Ramesh wants penalty on SUVs and diesel cars

Voluntary fuel efficiency standards expected by year-end


Neha Sethi | November 12, 2010

Environment and forests minister Jairam Ramesh on Friday said that India needs to give thought to a fiscal policy regime that imposes penalty or higher duty on special utility vehicles (SUVs) and diesel cars. “It is criminal in India to have SUVs and I get angry when I see them on the road,” the environment minister said while speaking at a conference on ‘Promoting low carbon transport in India’ in New Delhi. "We can not ask people to buy or not to buy a particular car. But through an effective fiscal policy, we can certainly have an impact," Ramesh added.

He said that the transport sector contributes to 7.5 percent of the green house gas emissions in India and urban road transport makes up 90 percent of this. “We expect the emissions to double or go up to around 14-15 percent in the next 15-20 years hence we need to do something immediately,” Ramesh added.

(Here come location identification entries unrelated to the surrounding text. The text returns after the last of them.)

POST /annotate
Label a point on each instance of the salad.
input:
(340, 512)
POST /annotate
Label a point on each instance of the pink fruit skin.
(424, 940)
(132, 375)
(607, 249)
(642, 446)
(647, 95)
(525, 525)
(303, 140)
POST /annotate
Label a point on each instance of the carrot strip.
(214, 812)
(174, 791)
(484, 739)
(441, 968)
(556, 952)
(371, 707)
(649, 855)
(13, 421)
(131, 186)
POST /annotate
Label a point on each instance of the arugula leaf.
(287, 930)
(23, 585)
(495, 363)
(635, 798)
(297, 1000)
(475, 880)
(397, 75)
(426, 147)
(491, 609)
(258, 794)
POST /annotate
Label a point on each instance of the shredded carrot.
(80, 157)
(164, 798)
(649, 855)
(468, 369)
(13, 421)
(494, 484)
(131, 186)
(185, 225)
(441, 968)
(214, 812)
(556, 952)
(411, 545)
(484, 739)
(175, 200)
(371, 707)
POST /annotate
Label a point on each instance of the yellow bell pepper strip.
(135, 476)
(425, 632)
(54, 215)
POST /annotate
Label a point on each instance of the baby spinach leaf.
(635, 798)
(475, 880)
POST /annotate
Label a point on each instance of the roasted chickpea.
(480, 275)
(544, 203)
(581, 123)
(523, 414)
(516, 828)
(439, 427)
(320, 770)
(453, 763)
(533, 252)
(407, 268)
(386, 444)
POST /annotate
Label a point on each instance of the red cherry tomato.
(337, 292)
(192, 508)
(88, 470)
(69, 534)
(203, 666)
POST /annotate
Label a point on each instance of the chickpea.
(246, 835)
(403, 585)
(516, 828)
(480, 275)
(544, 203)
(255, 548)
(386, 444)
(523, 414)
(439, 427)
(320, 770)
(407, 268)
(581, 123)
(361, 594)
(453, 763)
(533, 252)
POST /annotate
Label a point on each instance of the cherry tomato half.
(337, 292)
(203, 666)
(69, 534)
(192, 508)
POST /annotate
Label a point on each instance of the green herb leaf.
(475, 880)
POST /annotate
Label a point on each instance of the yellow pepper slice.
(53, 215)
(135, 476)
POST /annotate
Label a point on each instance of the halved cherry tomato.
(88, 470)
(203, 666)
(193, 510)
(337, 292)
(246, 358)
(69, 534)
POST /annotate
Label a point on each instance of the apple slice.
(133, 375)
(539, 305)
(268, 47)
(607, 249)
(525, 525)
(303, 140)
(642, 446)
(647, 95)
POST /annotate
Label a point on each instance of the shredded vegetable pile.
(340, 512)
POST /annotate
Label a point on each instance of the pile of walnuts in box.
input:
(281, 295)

The minister said that the immediate task was to have fuel efficiency standards, which will be notified under the energy conservation act. “We expect to have voluntary fuel efficiency standards by the end of this year. And we hope to make it mandatory by the middle of next year,” he added.

Talking about the standards, he said, the standards will be based on kilometre per litre (KMPL) standards and that the standards will be graded and not uniform.

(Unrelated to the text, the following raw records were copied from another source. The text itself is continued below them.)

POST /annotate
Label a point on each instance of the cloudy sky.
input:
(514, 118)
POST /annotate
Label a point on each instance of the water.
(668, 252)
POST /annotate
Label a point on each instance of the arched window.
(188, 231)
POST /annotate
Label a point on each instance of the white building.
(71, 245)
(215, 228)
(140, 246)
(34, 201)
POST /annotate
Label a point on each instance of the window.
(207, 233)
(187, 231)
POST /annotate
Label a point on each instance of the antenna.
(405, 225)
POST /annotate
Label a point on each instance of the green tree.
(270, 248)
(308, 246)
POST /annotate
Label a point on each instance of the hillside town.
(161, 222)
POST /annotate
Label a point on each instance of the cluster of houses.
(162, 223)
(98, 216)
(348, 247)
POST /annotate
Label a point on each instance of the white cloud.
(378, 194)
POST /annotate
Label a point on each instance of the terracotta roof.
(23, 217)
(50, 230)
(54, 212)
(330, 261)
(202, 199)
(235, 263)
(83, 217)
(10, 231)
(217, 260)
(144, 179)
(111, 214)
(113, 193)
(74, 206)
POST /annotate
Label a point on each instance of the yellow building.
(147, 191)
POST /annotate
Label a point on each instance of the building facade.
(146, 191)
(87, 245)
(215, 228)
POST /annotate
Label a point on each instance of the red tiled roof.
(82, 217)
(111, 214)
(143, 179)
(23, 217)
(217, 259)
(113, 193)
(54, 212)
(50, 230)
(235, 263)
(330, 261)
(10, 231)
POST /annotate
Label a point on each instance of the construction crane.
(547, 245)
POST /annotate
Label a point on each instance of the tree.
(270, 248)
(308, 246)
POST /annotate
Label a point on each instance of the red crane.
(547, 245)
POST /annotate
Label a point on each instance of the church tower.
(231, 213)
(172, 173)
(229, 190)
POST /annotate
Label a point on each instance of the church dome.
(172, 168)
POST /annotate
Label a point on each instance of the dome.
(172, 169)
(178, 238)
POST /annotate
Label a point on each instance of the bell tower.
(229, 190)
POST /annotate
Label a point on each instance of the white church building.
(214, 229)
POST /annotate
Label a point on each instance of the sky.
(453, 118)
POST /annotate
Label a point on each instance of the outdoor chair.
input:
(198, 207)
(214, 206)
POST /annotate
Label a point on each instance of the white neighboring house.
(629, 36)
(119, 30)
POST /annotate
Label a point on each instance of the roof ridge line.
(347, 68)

The quality of fuel is also critically linked to standards, Ramesh said. “The country has made a huge investment of Rs 40,000 crore in refineries in the country,” he said adding that the vehicle manufacturers can’t use the excuse of poor fuel.

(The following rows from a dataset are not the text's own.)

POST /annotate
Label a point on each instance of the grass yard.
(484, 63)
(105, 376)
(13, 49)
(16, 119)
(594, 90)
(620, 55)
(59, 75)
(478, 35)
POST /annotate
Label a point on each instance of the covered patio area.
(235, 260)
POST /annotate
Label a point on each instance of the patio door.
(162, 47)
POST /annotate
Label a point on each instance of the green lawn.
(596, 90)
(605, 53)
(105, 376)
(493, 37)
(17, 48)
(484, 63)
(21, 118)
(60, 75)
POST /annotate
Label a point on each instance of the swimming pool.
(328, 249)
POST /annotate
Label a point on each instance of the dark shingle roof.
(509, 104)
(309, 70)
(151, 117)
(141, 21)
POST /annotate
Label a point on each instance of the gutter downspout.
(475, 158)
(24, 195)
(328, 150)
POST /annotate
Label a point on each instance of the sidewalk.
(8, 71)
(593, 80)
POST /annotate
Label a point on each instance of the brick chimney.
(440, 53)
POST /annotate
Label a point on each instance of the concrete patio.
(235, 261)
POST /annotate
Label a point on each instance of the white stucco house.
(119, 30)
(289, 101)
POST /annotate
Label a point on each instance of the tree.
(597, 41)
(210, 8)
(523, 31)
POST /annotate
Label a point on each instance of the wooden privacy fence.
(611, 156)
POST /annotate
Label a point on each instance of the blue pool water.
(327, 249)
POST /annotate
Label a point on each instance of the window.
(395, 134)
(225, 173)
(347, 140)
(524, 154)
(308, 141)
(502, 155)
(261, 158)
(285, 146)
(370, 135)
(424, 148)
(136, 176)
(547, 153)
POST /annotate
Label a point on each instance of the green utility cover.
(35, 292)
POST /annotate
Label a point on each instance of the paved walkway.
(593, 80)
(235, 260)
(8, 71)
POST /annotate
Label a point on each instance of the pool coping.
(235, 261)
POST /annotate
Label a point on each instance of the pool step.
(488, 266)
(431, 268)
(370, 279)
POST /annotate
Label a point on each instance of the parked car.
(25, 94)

Ramesh said that as far as subsidies in the fuel sector were concerned, they should be limited to liquefied petroleum gas (LPG) and for kerosene but not be extended for diesel.

On the option of using ethanol in the country, he said that the option of using ethanol is not good as we are a ‘land hungry, people surplus country’.

The minister said that he wasn’t convinced about the panacea of electric cars. “Electricity production uses coal, which comes from forests,” he said. Ramesh said though the technology to reduce emissions from the transport sector will take time but the policy can be addressed immediately. “What we need to do is to get our policy framework right, which is not good as of now as it discriminates against public transport, encourages SUVs and diesel cars and there are no standards for fuel efficiency,” he added.

Ramesh said that the importance of railways in the country also cannot be underestimated. “Railways have been starved of investment and technology. Our country can’t see heavy dependence on the road sector,” the minister said.